SEOUL, South Korea — North Korean leader Kim Jong Un issued his first official response to the Biden administration, telling his government to prepare for “both dialogue and confrontation” with the US, according to the Korean Central News Agency.

Despite the implied threat, analysts in Seoul believe this is a sign that Kim is keeping the door open for talks with the US, given North Korea’s deepening economic problems and food shortages.

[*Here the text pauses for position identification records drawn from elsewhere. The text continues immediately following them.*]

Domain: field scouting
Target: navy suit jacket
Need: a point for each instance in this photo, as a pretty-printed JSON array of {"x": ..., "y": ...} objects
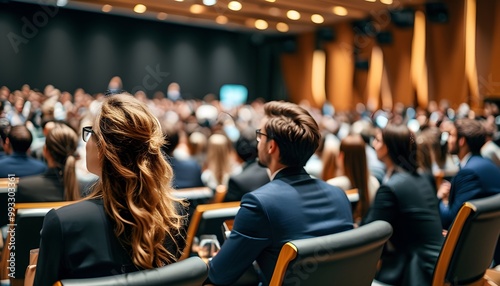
[
  {"x": 479, "y": 178},
  {"x": 292, "y": 206},
  {"x": 187, "y": 173},
  {"x": 250, "y": 179},
  {"x": 20, "y": 165}
]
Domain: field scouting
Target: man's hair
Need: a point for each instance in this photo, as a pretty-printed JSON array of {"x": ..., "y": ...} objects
[
  {"x": 294, "y": 130},
  {"x": 473, "y": 132},
  {"x": 401, "y": 146},
  {"x": 20, "y": 138}
]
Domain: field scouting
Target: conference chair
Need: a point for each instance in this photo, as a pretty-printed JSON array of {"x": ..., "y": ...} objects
[
  {"x": 208, "y": 219},
  {"x": 28, "y": 219},
  {"x": 469, "y": 246},
  {"x": 344, "y": 258},
  {"x": 189, "y": 272},
  {"x": 220, "y": 194}
]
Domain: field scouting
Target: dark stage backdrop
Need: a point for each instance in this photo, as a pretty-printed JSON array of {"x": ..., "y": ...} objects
[{"x": 43, "y": 45}]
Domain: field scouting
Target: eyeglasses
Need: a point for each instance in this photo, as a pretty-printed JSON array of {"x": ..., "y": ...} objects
[
  {"x": 259, "y": 134},
  {"x": 86, "y": 133}
]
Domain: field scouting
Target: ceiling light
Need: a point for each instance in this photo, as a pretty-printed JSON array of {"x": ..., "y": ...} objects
[
  {"x": 107, "y": 8},
  {"x": 339, "y": 10},
  {"x": 161, "y": 16},
  {"x": 209, "y": 2},
  {"x": 282, "y": 27},
  {"x": 261, "y": 24},
  {"x": 274, "y": 11},
  {"x": 139, "y": 8},
  {"x": 221, "y": 19},
  {"x": 293, "y": 15},
  {"x": 317, "y": 18},
  {"x": 196, "y": 9},
  {"x": 234, "y": 5}
]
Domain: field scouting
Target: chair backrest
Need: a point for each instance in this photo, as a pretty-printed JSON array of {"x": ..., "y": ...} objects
[
  {"x": 344, "y": 258},
  {"x": 470, "y": 243},
  {"x": 189, "y": 272},
  {"x": 208, "y": 219},
  {"x": 220, "y": 194},
  {"x": 28, "y": 219}
]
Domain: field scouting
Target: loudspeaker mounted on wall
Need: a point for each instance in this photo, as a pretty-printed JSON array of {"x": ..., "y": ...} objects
[
  {"x": 384, "y": 37},
  {"x": 436, "y": 12},
  {"x": 403, "y": 18}
]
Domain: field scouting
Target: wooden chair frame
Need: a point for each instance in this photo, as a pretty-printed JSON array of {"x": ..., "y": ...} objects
[{"x": 196, "y": 219}]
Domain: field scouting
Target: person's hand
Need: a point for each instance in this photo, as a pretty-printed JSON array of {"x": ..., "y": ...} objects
[{"x": 444, "y": 191}]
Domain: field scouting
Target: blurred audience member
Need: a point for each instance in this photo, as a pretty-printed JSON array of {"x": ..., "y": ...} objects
[
  {"x": 408, "y": 202},
  {"x": 59, "y": 182},
  {"x": 18, "y": 163}
]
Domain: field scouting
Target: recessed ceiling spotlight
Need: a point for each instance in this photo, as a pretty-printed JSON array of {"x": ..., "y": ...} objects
[
  {"x": 196, "y": 9},
  {"x": 282, "y": 27},
  {"x": 107, "y": 8},
  {"x": 209, "y": 2},
  {"x": 139, "y": 8},
  {"x": 162, "y": 16},
  {"x": 293, "y": 15},
  {"x": 340, "y": 11},
  {"x": 273, "y": 11},
  {"x": 221, "y": 19},
  {"x": 317, "y": 18},
  {"x": 261, "y": 24},
  {"x": 234, "y": 5}
]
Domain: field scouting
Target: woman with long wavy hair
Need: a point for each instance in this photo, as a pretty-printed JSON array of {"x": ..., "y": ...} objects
[
  {"x": 355, "y": 174},
  {"x": 131, "y": 221}
]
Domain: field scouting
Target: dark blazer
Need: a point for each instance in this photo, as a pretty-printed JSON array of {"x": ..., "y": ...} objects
[
  {"x": 187, "y": 173},
  {"x": 48, "y": 187},
  {"x": 20, "y": 165},
  {"x": 78, "y": 241},
  {"x": 292, "y": 206},
  {"x": 479, "y": 178},
  {"x": 251, "y": 178},
  {"x": 409, "y": 203}
]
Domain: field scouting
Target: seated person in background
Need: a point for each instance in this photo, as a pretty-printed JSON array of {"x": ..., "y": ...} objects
[
  {"x": 408, "y": 202},
  {"x": 18, "y": 163},
  {"x": 252, "y": 176},
  {"x": 187, "y": 172},
  {"x": 477, "y": 178},
  {"x": 59, "y": 182},
  {"x": 292, "y": 206},
  {"x": 131, "y": 221},
  {"x": 354, "y": 169}
]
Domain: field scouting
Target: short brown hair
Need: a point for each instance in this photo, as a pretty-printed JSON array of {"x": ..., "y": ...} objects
[{"x": 294, "y": 130}]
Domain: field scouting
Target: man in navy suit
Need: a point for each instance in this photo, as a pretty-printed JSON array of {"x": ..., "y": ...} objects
[
  {"x": 292, "y": 206},
  {"x": 477, "y": 178}
]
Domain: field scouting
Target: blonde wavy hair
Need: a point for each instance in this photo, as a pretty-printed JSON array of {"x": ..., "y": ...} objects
[
  {"x": 135, "y": 184},
  {"x": 61, "y": 143}
]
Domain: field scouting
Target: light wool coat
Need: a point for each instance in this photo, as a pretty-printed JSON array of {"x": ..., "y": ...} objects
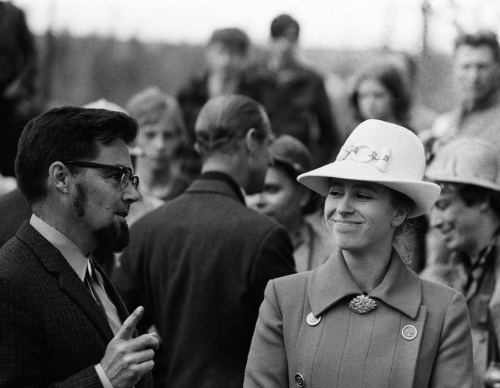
[{"x": 348, "y": 350}]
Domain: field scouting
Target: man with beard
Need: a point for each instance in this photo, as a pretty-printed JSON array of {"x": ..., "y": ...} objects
[
  {"x": 467, "y": 215},
  {"x": 63, "y": 324},
  {"x": 200, "y": 263}
]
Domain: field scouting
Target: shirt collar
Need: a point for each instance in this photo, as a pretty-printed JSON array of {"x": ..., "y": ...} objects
[
  {"x": 401, "y": 288},
  {"x": 73, "y": 255}
]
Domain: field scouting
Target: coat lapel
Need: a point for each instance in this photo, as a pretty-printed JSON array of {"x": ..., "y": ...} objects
[
  {"x": 401, "y": 290},
  {"x": 68, "y": 280},
  {"x": 406, "y": 356}
]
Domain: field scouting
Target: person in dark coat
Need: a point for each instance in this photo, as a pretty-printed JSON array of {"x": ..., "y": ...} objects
[
  {"x": 63, "y": 324},
  {"x": 200, "y": 263}
]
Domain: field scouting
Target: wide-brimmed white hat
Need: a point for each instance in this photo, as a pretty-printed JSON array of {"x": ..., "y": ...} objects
[
  {"x": 467, "y": 160},
  {"x": 384, "y": 153}
]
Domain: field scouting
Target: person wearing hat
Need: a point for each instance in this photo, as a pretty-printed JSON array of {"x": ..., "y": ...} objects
[
  {"x": 467, "y": 214},
  {"x": 288, "y": 202},
  {"x": 364, "y": 318}
]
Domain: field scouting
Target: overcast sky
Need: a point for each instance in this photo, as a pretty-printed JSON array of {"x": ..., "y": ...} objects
[{"x": 325, "y": 23}]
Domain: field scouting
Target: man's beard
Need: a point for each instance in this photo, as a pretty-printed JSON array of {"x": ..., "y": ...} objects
[{"x": 111, "y": 236}]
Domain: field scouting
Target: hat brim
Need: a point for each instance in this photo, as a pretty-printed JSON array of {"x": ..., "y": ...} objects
[{"x": 423, "y": 194}]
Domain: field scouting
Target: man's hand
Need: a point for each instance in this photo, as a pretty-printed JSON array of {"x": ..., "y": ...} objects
[{"x": 127, "y": 358}]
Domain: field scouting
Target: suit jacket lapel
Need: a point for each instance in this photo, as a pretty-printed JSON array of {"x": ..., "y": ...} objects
[
  {"x": 401, "y": 289},
  {"x": 68, "y": 280}
]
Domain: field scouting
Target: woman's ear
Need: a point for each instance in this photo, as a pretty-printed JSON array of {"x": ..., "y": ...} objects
[{"x": 400, "y": 215}]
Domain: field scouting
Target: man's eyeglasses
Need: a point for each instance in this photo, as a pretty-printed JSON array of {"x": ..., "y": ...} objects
[{"x": 126, "y": 172}]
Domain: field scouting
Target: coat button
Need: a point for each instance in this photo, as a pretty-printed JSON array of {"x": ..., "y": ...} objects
[
  {"x": 409, "y": 332},
  {"x": 299, "y": 380},
  {"x": 312, "y": 320}
]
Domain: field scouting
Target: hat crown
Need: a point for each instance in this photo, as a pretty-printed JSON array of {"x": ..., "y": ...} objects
[
  {"x": 467, "y": 160},
  {"x": 390, "y": 148}
]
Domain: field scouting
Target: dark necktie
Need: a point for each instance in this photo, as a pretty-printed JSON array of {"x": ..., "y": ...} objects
[{"x": 96, "y": 285}]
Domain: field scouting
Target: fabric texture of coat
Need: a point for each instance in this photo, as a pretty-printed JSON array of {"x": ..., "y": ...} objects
[
  {"x": 52, "y": 331},
  {"x": 417, "y": 336},
  {"x": 199, "y": 265}
]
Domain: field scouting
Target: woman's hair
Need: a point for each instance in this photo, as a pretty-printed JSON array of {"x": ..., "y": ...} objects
[
  {"x": 393, "y": 79},
  {"x": 225, "y": 119}
]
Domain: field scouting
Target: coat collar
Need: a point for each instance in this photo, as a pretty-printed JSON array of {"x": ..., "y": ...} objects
[
  {"x": 68, "y": 280},
  {"x": 401, "y": 288}
]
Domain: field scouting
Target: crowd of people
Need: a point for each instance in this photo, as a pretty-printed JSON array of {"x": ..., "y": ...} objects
[{"x": 266, "y": 248}]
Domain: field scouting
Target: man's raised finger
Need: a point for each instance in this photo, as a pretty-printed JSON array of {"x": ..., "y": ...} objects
[
  {"x": 128, "y": 327},
  {"x": 145, "y": 341}
]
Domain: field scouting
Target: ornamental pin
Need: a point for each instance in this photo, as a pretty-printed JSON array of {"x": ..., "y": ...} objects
[{"x": 362, "y": 304}]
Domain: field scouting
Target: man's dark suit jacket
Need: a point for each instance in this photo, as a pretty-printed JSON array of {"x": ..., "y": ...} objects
[
  {"x": 199, "y": 265},
  {"x": 52, "y": 331}
]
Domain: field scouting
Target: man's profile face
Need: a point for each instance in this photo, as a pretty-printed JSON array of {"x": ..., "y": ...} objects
[
  {"x": 99, "y": 201},
  {"x": 476, "y": 72}
]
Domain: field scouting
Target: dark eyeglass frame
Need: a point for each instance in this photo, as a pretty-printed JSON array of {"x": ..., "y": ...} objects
[{"x": 125, "y": 170}]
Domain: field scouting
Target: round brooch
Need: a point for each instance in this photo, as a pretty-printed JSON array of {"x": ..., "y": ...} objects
[{"x": 362, "y": 304}]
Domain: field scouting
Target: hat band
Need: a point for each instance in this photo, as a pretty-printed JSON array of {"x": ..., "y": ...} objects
[{"x": 350, "y": 151}]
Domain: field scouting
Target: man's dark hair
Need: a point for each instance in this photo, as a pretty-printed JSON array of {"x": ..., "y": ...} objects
[
  {"x": 225, "y": 119},
  {"x": 62, "y": 134},
  {"x": 284, "y": 26},
  {"x": 481, "y": 38},
  {"x": 234, "y": 39}
]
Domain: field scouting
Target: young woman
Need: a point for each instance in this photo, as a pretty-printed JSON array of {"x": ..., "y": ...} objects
[
  {"x": 381, "y": 91},
  {"x": 363, "y": 319}
]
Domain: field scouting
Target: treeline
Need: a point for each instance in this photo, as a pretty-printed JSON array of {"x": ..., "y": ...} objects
[{"x": 75, "y": 70}]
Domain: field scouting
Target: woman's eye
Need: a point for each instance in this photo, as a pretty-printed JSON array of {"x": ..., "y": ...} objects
[{"x": 441, "y": 204}]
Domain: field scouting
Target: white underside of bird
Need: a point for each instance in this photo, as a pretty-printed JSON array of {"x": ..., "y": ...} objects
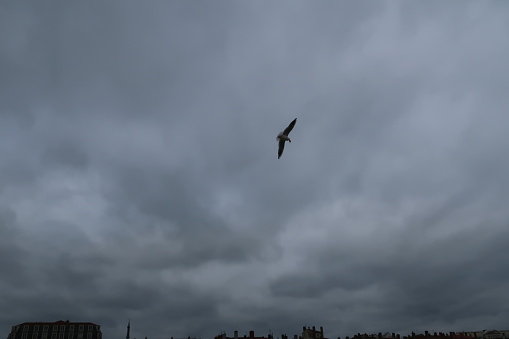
[{"x": 283, "y": 137}]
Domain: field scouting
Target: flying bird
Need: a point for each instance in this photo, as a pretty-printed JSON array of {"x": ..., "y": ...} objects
[{"x": 283, "y": 137}]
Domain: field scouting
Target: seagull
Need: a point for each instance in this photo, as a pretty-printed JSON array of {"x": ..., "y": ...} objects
[{"x": 283, "y": 136}]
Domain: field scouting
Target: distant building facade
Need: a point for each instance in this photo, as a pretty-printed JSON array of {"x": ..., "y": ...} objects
[{"x": 56, "y": 330}]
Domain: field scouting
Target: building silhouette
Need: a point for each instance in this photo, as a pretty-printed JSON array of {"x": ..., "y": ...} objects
[{"x": 56, "y": 330}]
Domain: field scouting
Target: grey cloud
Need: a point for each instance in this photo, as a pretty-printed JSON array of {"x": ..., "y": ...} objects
[{"x": 139, "y": 175}]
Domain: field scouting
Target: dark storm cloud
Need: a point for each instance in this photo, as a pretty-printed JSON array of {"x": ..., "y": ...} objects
[{"x": 139, "y": 172}]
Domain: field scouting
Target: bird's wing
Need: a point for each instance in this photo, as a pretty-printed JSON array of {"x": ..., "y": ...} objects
[
  {"x": 290, "y": 127},
  {"x": 281, "y": 148}
]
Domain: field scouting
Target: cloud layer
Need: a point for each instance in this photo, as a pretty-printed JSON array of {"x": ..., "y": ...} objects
[{"x": 140, "y": 179}]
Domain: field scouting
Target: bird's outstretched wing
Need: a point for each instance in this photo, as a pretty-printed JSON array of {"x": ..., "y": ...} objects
[
  {"x": 290, "y": 127},
  {"x": 281, "y": 148}
]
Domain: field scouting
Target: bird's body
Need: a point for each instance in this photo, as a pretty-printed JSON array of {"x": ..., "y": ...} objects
[{"x": 283, "y": 137}]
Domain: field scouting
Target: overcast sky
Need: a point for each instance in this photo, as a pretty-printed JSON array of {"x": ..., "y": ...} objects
[{"x": 139, "y": 175}]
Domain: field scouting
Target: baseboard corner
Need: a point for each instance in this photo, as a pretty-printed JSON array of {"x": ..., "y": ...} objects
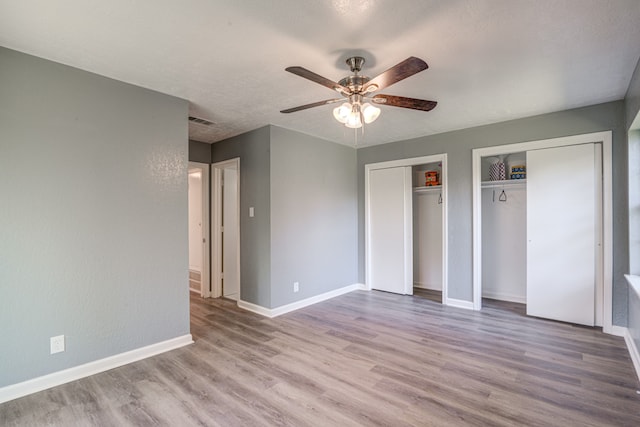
[
  {"x": 34, "y": 385},
  {"x": 452, "y": 302}
]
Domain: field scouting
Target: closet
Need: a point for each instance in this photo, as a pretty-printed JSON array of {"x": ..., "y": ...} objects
[
  {"x": 504, "y": 229},
  {"x": 427, "y": 226},
  {"x": 405, "y": 219},
  {"x": 542, "y": 231}
]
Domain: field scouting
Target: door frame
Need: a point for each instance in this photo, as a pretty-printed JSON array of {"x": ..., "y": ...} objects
[
  {"x": 205, "y": 277},
  {"x": 216, "y": 237},
  {"x": 605, "y": 138},
  {"x": 414, "y": 161}
]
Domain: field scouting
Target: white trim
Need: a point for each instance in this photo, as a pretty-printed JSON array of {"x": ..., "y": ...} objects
[
  {"x": 633, "y": 350},
  {"x": 618, "y": 331},
  {"x": 44, "y": 382},
  {"x": 408, "y": 231},
  {"x": 278, "y": 311},
  {"x": 414, "y": 161},
  {"x": 428, "y": 286},
  {"x": 467, "y": 305},
  {"x": 504, "y": 297},
  {"x": 607, "y": 209}
]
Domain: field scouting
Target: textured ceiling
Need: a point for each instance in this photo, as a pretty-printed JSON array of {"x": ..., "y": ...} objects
[{"x": 490, "y": 60}]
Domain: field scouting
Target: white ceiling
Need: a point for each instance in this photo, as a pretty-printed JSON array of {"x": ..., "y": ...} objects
[{"x": 490, "y": 60}]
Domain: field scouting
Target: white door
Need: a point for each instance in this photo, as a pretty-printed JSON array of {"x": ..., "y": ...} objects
[
  {"x": 561, "y": 233},
  {"x": 230, "y": 236},
  {"x": 195, "y": 230},
  {"x": 390, "y": 230}
]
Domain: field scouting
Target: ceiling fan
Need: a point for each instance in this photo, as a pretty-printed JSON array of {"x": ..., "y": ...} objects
[{"x": 360, "y": 91}]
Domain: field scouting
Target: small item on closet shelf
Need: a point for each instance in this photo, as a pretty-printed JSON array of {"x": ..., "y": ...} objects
[
  {"x": 497, "y": 172},
  {"x": 431, "y": 178},
  {"x": 518, "y": 172}
]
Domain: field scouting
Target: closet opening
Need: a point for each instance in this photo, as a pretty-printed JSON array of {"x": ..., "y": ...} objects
[
  {"x": 405, "y": 227},
  {"x": 542, "y": 224},
  {"x": 427, "y": 230}
]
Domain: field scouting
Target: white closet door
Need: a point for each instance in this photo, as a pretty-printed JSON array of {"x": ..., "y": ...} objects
[
  {"x": 390, "y": 230},
  {"x": 561, "y": 231}
]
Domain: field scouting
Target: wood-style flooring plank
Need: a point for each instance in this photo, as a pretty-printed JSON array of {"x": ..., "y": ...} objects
[{"x": 361, "y": 359}]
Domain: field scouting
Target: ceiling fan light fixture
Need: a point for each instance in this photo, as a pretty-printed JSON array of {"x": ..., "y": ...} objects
[
  {"x": 342, "y": 112},
  {"x": 354, "y": 121},
  {"x": 370, "y": 113}
]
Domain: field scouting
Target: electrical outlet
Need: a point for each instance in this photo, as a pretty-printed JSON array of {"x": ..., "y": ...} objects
[{"x": 57, "y": 344}]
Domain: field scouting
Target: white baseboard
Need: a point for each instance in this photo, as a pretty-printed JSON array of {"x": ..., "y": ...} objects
[
  {"x": 278, "y": 311},
  {"x": 618, "y": 331},
  {"x": 44, "y": 382},
  {"x": 633, "y": 350},
  {"x": 468, "y": 305},
  {"x": 503, "y": 297},
  {"x": 427, "y": 286}
]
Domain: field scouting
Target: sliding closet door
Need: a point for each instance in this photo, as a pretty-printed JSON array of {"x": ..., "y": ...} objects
[
  {"x": 561, "y": 233},
  {"x": 390, "y": 230}
]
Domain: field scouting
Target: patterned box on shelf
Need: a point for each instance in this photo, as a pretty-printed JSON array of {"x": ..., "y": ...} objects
[
  {"x": 431, "y": 178},
  {"x": 497, "y": 172},
  {"x": 518, "y": 172}
]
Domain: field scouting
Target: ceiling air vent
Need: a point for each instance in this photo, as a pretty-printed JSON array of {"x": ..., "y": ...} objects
[{"x": 200, "y": 121}]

Sung Kim, President Joe Biden’s new nuclear envoy, is scheduled to visit Seoul this weekend to meet with top Korean and Japanese officials and discuss relations with North Korea in light of the country’s growing nuclear arsenal.

“It appears that North Korea has chosen a very flexible and practical approach to nuclear negotiations,” Cheong Seong-Chang, director of The Sejong Institute’s Center for North Korean Studies, told ABC News.

Kim said he has “made a detailed analysis” of Biden’s North Korea policy and “clarified appropriate strategic and tactical counteraction” during a meeting of his ruling Workers’ Party’s Central Committee on Thursday. The state media claimed that a unanimous resolution was passed, but no other information was provided. The meeting will be held again on Friday.

“Biden’s approach to Pyongyang is somewhere between Trump’s all-or-nothing approach and Obama’s deliberately prudent diplomacy. North Korea is open to all options, including confrontation and negotiation. However, with the new Biden administration, Kim has more alternatives than in the past” According to ABC News, Bong Young-Shik, a research researcher at the Yonsei Institute for North Korean Studies,

lgnews-Dialogue-And-Confrontation2The White House announced in April that Biden would take “a calibrated practical approach that is open to and will explore diplomacy” with North Korea after a months-long review.

“North Korea is waiting for the US to propose an option,” Shin Beom-Chul, director of the Research Institute for Economy and Society’s Center of Diplomacy and National Security, told ABC News. “If they are not satisfied, there’s always a chance they will engage in provocations around the Tokyo Olympics in July or ROK-US military exercises planned in August.”